In der Ökonomie beschreibt Disruption einen alltäglichen Vorgang: Innovationen lösen alte Technologien ab. Und im Politischen? Lassen wir uns nichts vormachen.

Eine Kolumne von Mark Schieritz

Ich habe vor ein paar Wochen Die Welt von Gestern gelesen, autobiografische Erinnerungen, in denen der Autor Stefan Zweig den Untergang des alten Europas und den Aufstieg des Faschismus beschreibt. Aus dem amerikanischen Exil – er nahm sich 1942 das Leben – blickt Zweig auf das späte 19. und das frühe 20. Jahrhundert zurück, eine Epoche, die er als Zeitalter der Sicherheit und des Fortschritts beschreibt. Oder wie er es selbst formuliert:

"Ein Aufschwung begann, der in allen Ländern unseres Europas fast gleichmäßig zu fühlen war. Die Städte wurden schöner und volkreicher von Jahr zu Jahr. Man spürte es an allen Dingen, wie der Reichtum wuchs und wie er sich verbreitete. Überall ging es vorwärts. Aber nicht nur die Städte, auch die Menschen selbst wurden schöner und gesünder dank des Sports, der besseren Ernährung, der verkürzten Arbeitszeit und der innigeren Bindung an die Natur."
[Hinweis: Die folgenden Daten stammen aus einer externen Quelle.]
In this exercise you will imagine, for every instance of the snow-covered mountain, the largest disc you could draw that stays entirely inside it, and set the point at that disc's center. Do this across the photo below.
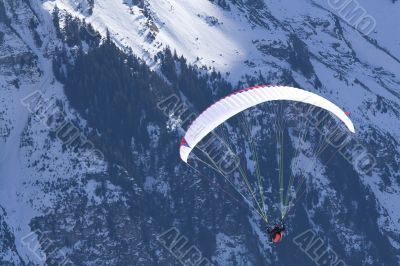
(111, 212)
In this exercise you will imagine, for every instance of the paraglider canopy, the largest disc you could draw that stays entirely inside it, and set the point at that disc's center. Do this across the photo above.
(241, 100)
(277, 237)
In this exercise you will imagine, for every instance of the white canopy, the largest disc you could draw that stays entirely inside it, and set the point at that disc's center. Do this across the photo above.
(241, 100)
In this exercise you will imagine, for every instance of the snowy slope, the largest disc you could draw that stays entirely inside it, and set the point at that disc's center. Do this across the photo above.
(361, 74)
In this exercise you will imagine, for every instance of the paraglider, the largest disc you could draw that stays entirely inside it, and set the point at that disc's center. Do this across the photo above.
(276, 233)
(254, 191)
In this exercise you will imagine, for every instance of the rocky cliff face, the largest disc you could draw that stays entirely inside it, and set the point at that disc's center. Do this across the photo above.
(61, 206)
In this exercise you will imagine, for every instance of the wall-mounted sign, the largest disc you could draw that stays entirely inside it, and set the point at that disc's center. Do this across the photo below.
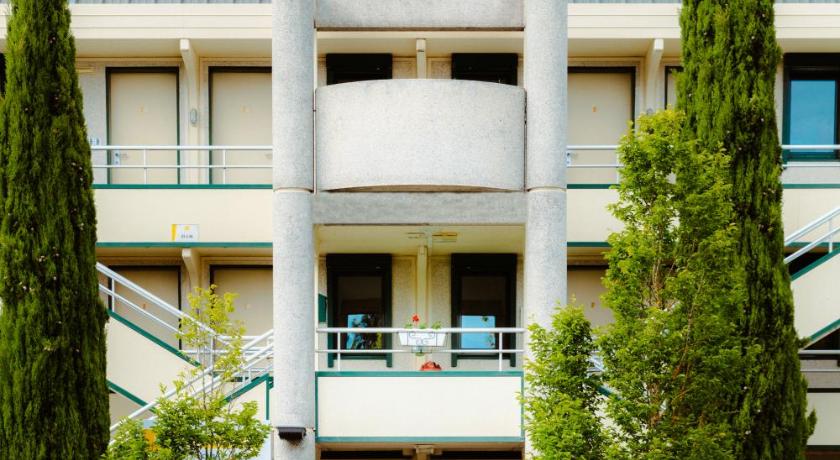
(185, 233)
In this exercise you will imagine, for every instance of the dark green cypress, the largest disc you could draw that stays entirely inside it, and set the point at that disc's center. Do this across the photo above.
(53, 392)
(730, 58)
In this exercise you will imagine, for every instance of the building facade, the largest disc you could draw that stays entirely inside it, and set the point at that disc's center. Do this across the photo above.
(346, 164)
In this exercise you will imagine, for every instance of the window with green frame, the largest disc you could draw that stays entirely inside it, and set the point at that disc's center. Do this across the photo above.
(483, 296)
(359, 296)
(811, 91)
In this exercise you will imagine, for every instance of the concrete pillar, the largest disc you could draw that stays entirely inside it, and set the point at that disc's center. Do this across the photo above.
(293, 77)
(293, 397)
(546, 69)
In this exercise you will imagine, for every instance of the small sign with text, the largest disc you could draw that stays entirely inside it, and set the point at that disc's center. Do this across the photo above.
(185, 233)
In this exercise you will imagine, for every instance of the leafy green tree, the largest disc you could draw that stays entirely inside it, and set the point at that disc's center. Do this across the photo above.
(53, 393)
(674, 291)
(200, 420)
(730, 58)
(562, 398)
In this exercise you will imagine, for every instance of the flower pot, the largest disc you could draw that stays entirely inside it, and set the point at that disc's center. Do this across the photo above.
(422, 339)
(430, 366)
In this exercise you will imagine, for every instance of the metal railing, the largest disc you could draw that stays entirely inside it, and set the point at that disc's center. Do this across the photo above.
(169, 313)
(259, 353)
(826, 220)
(204, 161)
(498, 349)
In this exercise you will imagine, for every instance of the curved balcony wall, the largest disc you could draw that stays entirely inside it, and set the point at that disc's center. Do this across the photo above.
(420, 135)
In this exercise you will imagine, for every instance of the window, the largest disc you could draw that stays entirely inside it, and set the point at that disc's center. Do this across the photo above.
(810, 114)
(359, 296)
(491, 67)
(483, 296)
(671, 73)
(345, 68)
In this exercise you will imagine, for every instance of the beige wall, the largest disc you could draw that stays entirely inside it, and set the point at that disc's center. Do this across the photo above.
(447, 406)
(164, 283)
(253, 288)
(139, 365)
(585, 289)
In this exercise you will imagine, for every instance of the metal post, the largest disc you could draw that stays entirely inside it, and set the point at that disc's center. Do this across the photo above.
(501, 349)
(224, 166)
(338, 347)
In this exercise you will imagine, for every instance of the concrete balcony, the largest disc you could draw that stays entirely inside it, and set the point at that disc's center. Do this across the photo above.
(420, 135)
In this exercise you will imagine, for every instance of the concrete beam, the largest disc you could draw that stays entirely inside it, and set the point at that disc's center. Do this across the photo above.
(381, 208)
(419, 14)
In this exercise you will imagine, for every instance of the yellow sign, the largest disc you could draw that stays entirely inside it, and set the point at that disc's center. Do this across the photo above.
(185, 233)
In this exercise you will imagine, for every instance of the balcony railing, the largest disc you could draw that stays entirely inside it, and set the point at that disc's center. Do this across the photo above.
(251, 164)
(499, 350)
(181, 164)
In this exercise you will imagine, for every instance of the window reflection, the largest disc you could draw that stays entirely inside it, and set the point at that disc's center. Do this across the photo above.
(812, 112)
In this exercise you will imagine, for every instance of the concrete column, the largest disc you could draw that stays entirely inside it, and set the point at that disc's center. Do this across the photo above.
(546, 67)
(293, 396)
(293, 77)
(546, 77)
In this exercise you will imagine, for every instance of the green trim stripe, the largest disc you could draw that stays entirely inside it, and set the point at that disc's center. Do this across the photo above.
(118, 389)
(167, 244)
(152, 338)
(182, 186)
(814, 265)
(420, 439)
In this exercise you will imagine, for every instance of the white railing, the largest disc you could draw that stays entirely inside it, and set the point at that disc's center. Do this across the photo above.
(122, 158)
(498, 332)
(258, 352)
(827, 221)
(167, 314)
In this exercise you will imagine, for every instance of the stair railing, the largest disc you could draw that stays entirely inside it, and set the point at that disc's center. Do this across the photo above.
(826, 219)
(114, 279)
(258, 350)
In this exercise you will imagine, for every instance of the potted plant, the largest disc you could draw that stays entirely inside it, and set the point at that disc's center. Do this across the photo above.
(423, 337)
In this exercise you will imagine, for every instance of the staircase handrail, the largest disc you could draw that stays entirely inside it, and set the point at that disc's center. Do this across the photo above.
(826, 218)
(258, 354)
(157, 301)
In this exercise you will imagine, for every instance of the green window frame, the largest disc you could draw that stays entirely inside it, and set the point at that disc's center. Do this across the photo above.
(343, 268)
(491, 267)
(346, 68)
(801, 67)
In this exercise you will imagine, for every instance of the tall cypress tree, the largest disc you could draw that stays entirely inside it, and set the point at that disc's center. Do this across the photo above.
(53, 393)
(730, 57)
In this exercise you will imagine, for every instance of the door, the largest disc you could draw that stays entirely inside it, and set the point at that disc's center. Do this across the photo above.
(240, 102)
(600, 106)
(143, 111)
Zweigs Beschreibung hat eine fast unheimliche Aktualität. Denn die aktuell verbreitete Niedergangsrhetorik wird – zumindest aus einer globalen Perspektive der Realität – der Gegenwart nicht gerecht. Die Lebenserwartung ist in den vergangenen Jahren fast überall auf der Welt gestiegen, vor allem in den Ländern Afrikas. Der Anteil der Menschen in absoluter Armut sinkt. Das Bildungsniveau steigt, die weltweite Wirtschaftsleistung ebenfalls. Die weltweite Arbeitslosenquote hat den niedrigsten Stand seit Beginn der Erhebung erreicht. Deutschland steckt wirtschaftlich in der Krise, aber auch diese Krise wird irgendwann vorbei sein – immerhin ist es gelungen, das Land innerhalb weniger Monate von der Abhängigkeit von russischem Gas zu befreien. Die letzten Jahrzehnte waren Jahrzehnte des Fortschritts.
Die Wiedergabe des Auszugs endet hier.